Alamance commissioners rip actions of county leaders who called for Confederate monument to be moved

GRAHAM, N.C. (WTVD) -- The Confederate memorial in Graham stands like a silent sentinel outside the entrance to the Alamance County courthouse. It's a conspicuous landmark, one that many people consider a tribute to their heritage. But opponents want it removed, as Burlington Mayor Ian Baltutis told reporters Monday morning.

"We hope to protect our community from a public tragedy, related to a public safety issue that the monument is now causing in our community," said Baltutis.

He and dozens of Alamance County officials voiced their feelings on Graham's Confederate monument Monday morning, proposing the statue be moved because of concerns about violence.

During a meeting, many Alamance County political, educational and spiritual leaders voiced their feelings in favor of moving the structure. A joint statement penned by 50 community members -- including mayors, pastors, school board members and business owners -- said the nearly 30-foot monument "represents an ideology incompatible with equality."

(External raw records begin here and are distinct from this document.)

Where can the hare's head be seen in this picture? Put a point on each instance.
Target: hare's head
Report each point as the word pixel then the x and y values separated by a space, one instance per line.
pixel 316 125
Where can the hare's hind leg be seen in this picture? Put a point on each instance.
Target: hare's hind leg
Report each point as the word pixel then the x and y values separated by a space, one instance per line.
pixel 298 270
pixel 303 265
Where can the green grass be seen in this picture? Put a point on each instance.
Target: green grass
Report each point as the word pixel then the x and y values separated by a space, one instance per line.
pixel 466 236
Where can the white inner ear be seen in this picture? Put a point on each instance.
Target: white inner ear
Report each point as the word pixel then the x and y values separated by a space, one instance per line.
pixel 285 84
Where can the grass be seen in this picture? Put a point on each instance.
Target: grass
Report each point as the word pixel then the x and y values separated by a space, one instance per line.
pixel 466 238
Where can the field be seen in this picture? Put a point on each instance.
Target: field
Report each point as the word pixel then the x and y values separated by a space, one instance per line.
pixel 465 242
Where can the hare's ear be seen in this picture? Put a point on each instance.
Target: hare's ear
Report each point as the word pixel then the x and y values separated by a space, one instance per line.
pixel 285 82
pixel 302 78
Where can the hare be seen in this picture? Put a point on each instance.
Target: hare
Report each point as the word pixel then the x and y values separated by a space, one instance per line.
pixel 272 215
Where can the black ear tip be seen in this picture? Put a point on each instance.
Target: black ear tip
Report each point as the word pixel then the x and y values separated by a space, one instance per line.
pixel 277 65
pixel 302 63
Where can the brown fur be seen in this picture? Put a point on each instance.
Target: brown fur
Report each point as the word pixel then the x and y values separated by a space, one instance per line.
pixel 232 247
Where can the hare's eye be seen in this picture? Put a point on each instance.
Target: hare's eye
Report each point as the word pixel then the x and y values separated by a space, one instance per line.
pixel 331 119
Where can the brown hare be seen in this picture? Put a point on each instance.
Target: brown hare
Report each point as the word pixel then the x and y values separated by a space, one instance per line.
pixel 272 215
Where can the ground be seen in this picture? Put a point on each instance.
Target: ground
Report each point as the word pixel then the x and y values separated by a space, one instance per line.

Baltutis spent several minutes reading the statement that calls for the relocation of the memorial, placed there by the Graham chapter of the United Daughters of the Confederacy in 1914.

The statement, said, in part, "We are at a crossroads. As leaders, we want the county to move forward to a bright, prosperous future and not cling to a symbol that will inevitably hold us back. The county manager has wisely warned us of the risks of deadly violence and recommended that the monument be relocated. We wholeheartedly agree and support urgent action."

But in an unusually strong response, the Alamance County Board of Commissioners said Monday afternoon that "the county manager neglected to obtain information about the legality of his opinion before he offered it" and accused the group of staging an "ambush" and failing to communicate concerns in the months leading up to Monday morning's news conference.

In a statement, the Board of Commissioners said that County Attorney Clyde Albright advised commissioners that "pursuant to state and federal law, Alamance County does not have the legal authority to move the Confederate Veterans Memorial at courthouse square."

According to Albright's findings, "the monument in Graham is an object of remembrance as defined by North Carolina General Statute 100-2.1, which gives it different legal status than a statue of an individual person or a commemoration of a battle or event."

Baltutis told ABC11, "Our research indicated that it was the county, and the city of Graham that are ultimately responsible for this. So we decided to call on leaders who do not have a direct responsibility for the movement of the statue, and to share our collective desire."

But commissioners said the "drafting and announcement of this open letter is troubling," and said that only a handful of people (four out of 56) who participated in the written call for removal even contacted any one of the five commissioners in the past few months to discuss their concerns about the monument.

"We have learned that at least some of those whose support for this letter was sought were told, "Don't tell the commissioners" about the effort to draft it. Mayor Baltutis waited until 9:40 am on Monday, twenty minutes before his press conference was to begin, to inform Chair Galey, which prevented her from being able to attend," the Board wrote.

Baltutis and and Barrett Brown, president of the Alamance County NAACP, urged a peaceful transition for the monument and statue that tops it.

"We are not for violence, and we are not for tearing down a monument," Brown said. "We see it as peacefully and safely moving the monument."

Where will it go, if removed? That's not clear.

Baltutis declined to comment at first when asked about a possible destination, then said: "We believe there are acceptable and respectfully appropriate location within Alamance County for the monument."

The list of people who backed the proposal also included Mebane Mayor Ed Hooks and Elon University President Connie Book and other town mayors and school board figures.

"We hereby call upon the Alamance County Commissioners and the City Council of Graham to take action to relocate the monument in a respectful and appropriate manner. Relocation of the monument will remove the threat to the public safety that has been created by this symbol in the Courthouse Square of Graham," their statement continued.

Commissioners questioned the furtive nature surrounding the call for removal.

"One may ask, why would the authors of this letter not want the commissioners to know that it was being drafted and circulated? Why was it done in secret and then unveiled at a press conference? This would lead an observer to believe that this "call to action" is political in nature. Its true purpose would not appear to be to persuade the commissioners, but to ambush them in as public a manner as possible,' the Board said. "We do not doubt that those who signed the letter are sincere in their beliefs and hope to see the county find a resolution to this difficult challenge. The best way to seek a resolution is not by operating in secret, drawing up in opposing lines, and engaging with the press. Alamance County deserves leaders who are willing to reach out and communicate with one another."

RELATED: Most NC Confederate monuments sit on public property in prominent locations



In 2018, a group called Taking Back Alamance County claimed responsibility for displaying a large Confederate flag near downtown Hillsborough.